Eines der Gebäude interessierte mich besonders, denn es war Schauplatz einer recht dramatischen Geschichte. Meine Oma hatte viele Geschwister und im Chaos der überstürzten Flucht wurde der Jüngste, noch ein Baby, in seinem Bettchen vergessen. Erst am Bahnhof bemerkte die Familie, dass niemand das Baby mitgenommen hatte. Meine Oma, die Älteste, schlich sich also den Weg zurück und durch die Hintertür ins Haus um ihren Bruder zu holen, während vorn schon die Soldaten eingedrungen waren. Gerade noch rechtzeitig schafften die beiden es zurück zum Bahnhof. 

Eigentlich wollten wir noch nach Darcovac, wo meine Oma geboren und mein Opa aufgewachsen waren. Wir konnten das Dorf aber auf keiner Karte finden und da es vermutlich eine deutsche Siedlung war, ahnten wir nichts gutes. Wir fuhren also erstmal weiter nach Osijek, wo wir die nächsten Nächte verbringen wollen. Der Weg war nicht weit, führte aber durch zahllose Dörfer. Eigentlich grenzt ein Dorf direkt an das nächste. Die meisten bestehen nur aus einer Straße mit einem Wassergraben am Rand und diesen traditionellen slawonischen Häusern, wie ich sie von Fotos kannte. Einstöckig, hell gestrichen und mit einem Laubengang zum Hof. Einige sind mit Wein bewachsen. Meistens gibt es noch eine kleine Kirche, manchmal auch nur einen Kirchturm.
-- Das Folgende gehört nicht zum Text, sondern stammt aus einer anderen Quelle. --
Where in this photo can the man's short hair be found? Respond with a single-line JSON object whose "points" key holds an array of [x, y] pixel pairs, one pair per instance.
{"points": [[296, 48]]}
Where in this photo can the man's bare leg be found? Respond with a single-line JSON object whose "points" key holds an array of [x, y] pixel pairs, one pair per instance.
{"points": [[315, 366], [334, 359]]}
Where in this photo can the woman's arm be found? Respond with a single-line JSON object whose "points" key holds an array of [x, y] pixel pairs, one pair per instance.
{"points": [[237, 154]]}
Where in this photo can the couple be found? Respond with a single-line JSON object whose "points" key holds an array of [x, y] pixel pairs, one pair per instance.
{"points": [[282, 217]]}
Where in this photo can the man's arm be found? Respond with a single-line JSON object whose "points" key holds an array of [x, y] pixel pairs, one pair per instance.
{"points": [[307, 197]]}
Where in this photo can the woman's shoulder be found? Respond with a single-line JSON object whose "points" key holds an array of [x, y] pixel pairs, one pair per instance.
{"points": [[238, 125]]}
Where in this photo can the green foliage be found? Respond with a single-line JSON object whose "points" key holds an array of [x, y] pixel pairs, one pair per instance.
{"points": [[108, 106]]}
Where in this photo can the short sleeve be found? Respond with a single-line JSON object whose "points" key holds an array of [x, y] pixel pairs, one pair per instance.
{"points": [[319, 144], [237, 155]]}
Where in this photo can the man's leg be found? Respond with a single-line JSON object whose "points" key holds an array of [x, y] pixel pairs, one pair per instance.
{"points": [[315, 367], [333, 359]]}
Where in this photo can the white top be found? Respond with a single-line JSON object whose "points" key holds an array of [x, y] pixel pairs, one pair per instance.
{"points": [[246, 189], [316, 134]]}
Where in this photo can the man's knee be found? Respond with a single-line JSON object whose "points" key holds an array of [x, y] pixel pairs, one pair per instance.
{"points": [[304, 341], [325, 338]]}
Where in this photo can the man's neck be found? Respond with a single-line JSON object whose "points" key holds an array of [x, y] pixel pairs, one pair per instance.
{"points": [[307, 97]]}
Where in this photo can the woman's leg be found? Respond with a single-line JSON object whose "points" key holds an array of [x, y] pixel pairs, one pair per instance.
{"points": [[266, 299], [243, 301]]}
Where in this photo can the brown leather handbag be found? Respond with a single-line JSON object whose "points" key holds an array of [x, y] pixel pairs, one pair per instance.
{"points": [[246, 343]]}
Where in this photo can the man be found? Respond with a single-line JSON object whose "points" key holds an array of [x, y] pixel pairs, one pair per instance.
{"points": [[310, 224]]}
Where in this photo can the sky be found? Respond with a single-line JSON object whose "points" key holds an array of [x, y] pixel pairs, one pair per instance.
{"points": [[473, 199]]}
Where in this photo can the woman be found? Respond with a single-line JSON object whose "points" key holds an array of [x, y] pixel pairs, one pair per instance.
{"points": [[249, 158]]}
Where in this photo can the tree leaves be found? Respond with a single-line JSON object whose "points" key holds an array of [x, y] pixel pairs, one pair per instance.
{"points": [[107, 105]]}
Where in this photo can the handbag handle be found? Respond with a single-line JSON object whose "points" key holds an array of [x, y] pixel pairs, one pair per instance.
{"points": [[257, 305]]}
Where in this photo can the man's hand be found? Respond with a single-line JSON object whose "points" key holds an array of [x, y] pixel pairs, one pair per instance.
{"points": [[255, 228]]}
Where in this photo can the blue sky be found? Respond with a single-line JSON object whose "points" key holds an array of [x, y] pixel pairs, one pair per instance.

Etwas abseits der Innenstadt liegt die Altstadt, die eher eine große Festungsanlage ist. Wenn es mal nicht regnet, ein helles freundliches Fleckchen. Hier liegt unsere Unterkunft. Die Vermieterin wollte alles genau wissen, was wir vor haben, wo wir sonst schon waren,… im Gegenzug wussten wir anschließend genau, wo es das beste Perkelt und Paprikas gibt und was wir alles noch sehen müssten. Nur Darkovac kennt sie auch nicht. 

Fürs erste empfahl sie uns ein Restaurant um die Ecke, das wir auch gleich aufsuchten. 
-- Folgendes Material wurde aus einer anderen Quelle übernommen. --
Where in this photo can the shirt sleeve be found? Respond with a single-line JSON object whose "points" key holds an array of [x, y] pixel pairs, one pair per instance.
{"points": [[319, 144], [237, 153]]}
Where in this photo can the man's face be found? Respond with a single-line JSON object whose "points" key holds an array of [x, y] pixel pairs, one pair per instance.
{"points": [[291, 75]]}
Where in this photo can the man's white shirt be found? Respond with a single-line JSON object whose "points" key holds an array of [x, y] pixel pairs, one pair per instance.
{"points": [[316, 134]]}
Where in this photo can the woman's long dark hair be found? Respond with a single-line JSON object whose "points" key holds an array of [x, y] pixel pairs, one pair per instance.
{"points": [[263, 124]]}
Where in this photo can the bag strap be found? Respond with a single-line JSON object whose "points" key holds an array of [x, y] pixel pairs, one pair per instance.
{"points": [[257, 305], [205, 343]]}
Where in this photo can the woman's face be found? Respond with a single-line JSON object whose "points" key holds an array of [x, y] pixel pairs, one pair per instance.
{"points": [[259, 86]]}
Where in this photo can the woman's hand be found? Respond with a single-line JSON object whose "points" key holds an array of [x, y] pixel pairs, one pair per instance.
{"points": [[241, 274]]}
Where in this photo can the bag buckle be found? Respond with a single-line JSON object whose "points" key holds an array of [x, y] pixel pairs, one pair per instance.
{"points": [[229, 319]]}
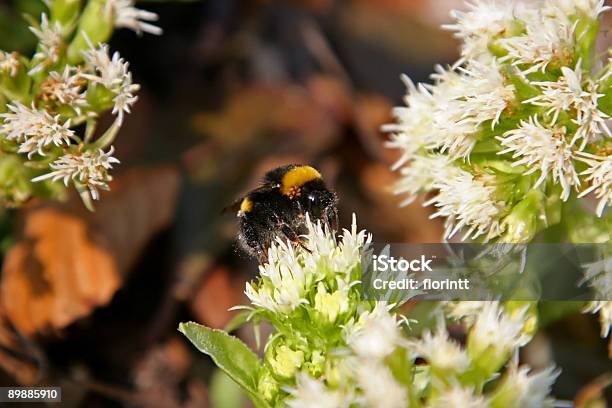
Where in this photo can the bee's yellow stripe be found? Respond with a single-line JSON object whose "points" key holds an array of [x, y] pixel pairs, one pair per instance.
{"points": [[297, 177], [246, 205]]}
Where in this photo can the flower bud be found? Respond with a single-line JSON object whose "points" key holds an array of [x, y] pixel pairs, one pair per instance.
{"points": [[331, 305]]}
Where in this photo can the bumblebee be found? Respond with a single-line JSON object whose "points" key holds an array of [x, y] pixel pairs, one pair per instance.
{"points": [[278, 208]]}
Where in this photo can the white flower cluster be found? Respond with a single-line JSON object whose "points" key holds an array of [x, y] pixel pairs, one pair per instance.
{"points": [[65, 91], [113, 74], [519, 105]]}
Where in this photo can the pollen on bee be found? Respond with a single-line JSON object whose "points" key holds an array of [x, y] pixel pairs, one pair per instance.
{"points": [[297, 177]]}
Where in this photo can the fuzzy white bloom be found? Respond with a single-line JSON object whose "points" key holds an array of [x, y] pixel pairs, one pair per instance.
{"points": [[67, 88], [34, 129], [126, 15], [113, 74], [9, 63], [464, 99], [468, 202], [529, 390], [549, 37], [440, 351], [448, 114], [376, 334], [458, 397], [599, 277], [483, 22], [600, 176], [50, 42], [542, 149], [291, 271], [379, 387], [573, 93], [89, 168], [485, 93], [311, 393], [494, 328], [288, 280]]}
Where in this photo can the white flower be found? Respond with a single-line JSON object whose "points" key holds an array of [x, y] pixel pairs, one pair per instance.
{"points": [[483, 22], [114, 75], [49, 44], [379, 387], [66, 88], [292, 271], [34, 129], [458, 397], [311, 393], [284, 280], [9, 63], [376, 334], [465, 310], [485, 93], [549, 37], [414, 123], [494, 328], [568, 94], [468, 202], [600, 176], [590, 8], [464, 99], [126, 15], [440, 351], [528, 391], [543, 149], [89, 168]]}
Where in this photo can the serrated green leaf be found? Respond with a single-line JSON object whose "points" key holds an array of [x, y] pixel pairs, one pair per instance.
{"points": [[229, 354]]}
Drin sah es aus wie in der Küche meiner Oma, mit bestickten Wandhandtüchern und alten Fotos und das Essen wurde in ähnlich großen Portionen serviert. Wir bekamen einen großen Topf Perkelt, ein Fischeintopf mit Paprika  und, was auch immer man in diesem Teil des Landes bestellt, es gibt eine Schüssel Nudeln dazu und gebratenen Speck als Gewürz. An anderen Abenden gönnten wir uns Fisch Pakrikas und Cobanac, auch in riesigen Töpfen und mit Nudeln und Speck.
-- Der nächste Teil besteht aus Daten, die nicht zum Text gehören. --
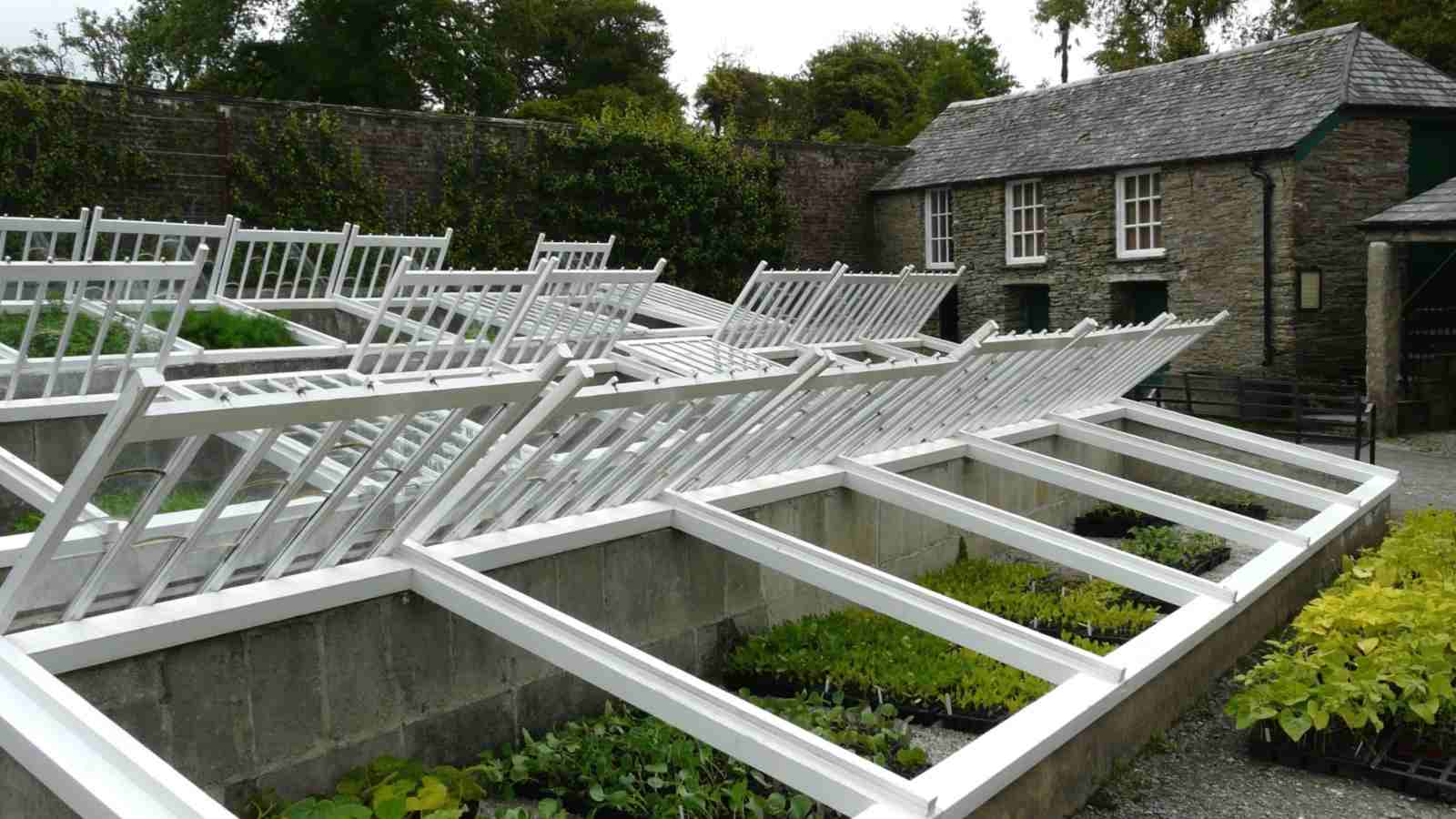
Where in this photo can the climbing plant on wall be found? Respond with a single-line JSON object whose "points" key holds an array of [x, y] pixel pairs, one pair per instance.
{"points": [[50, 160], [713, 207], [303, 171]]}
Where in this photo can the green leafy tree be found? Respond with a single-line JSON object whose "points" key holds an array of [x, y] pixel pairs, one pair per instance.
{"points": [[1142, 33], [572, 58], [1423, 28], [1067, 14]]}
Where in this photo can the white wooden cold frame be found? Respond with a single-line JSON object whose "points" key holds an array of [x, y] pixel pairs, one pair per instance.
{"points": [[740, 442]]}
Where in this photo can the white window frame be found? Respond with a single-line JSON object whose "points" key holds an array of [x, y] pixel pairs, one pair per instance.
{"points": [[929, 228], [1123, 252], [1031, 210]]}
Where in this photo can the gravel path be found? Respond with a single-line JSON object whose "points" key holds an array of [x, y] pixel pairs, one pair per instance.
{"points": [[1201, 771]]}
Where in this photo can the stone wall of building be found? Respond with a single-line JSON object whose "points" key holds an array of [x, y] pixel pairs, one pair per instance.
{"points": [[191, 138], [1212, 228], [1358, 171]]}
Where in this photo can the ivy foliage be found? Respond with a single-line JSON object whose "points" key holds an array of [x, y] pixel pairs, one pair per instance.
{"points": [[1375, 649], [302, 171], [667, 189], [50, 160]]}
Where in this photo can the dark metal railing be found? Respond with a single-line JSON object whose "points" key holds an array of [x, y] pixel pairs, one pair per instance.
{"points": [[1299, 410]]}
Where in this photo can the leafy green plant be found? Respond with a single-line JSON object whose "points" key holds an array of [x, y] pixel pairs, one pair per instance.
{"points": [[223, 329], [51, 165], [1375, 649], [1179, 548], [877, 658], [621, 761]]}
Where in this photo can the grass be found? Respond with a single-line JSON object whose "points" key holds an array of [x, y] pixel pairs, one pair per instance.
{"points": [[121, 503], [215, 329], [47, 337]]}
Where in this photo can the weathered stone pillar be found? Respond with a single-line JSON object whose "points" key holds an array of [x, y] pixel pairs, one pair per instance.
{"points": [[1383, 332]]}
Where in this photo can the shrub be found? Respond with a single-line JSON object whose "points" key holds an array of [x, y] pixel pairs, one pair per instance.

Auf der Fahrt durch die Stadt und auch auf dem Weg ins Restaurant fielen uns die vielen Fassaden auf, die eigentlich noch nicht so alt waren, aber mit Einschusslöchern übersät. Jedes Haus ein Mahnmal.      

Am nächsten Tag starteten wir nochmal die Suche nach dem Dorf Darcovac. In einem Kroatischen Wikipediaartikel fanden wir die Koordinaten und irgendwo auf einer schmalen, abgelegenen Landstraße entdeckten wir tatsächlich ein Schild. 

Der Abzweig führte einen steilen, schlammigen Feldweg mit tiefen Gräben hoch und wir hofften, nicht im Gelände stecken zu bleiben. Oben angekommen, fanden wir drei Bauernhöfe und einige verfallene Häuser vor. Vom Dorf war eigentlich nichts übrig, aber es war noch zu erkennen, wo die Straße gewesen sein musste, in der meine Großeltern lebten.

Zwei Häuser fanden wir noch und einen Geräteschuppen. Es war aber sicher sehr schön hier, denn das Dorf liegt oben auf einem Berg, mit weitem Blick über Blumenwiesen, die wohl mal Felder waren, bis zu den Waldrändern im Tal. Die Wälder leuchten jetzt im Herbst ganz silbern, wegen der vielen Silberpappeln.

Auf dem Rückweg fuhren wir noch durch Velimirovac. Hier sind viele der alten Häuser hübsch restauriert, leider steht von meiner Familie kein Haus mehr, es sah aber sicher ähnlich aus.  

Wir sahen uns noch die Innenstadt von Osijek an, mit der Atmosphäre einer Unistadt, zwischen den vielen alten Villen und gemütlichen Cafes hätten wir noch eine Weile bleiben können. Einige seltsame Bauwerke und Kunstwerke aus der Sowjetzeit fanden wir auch dazwischen.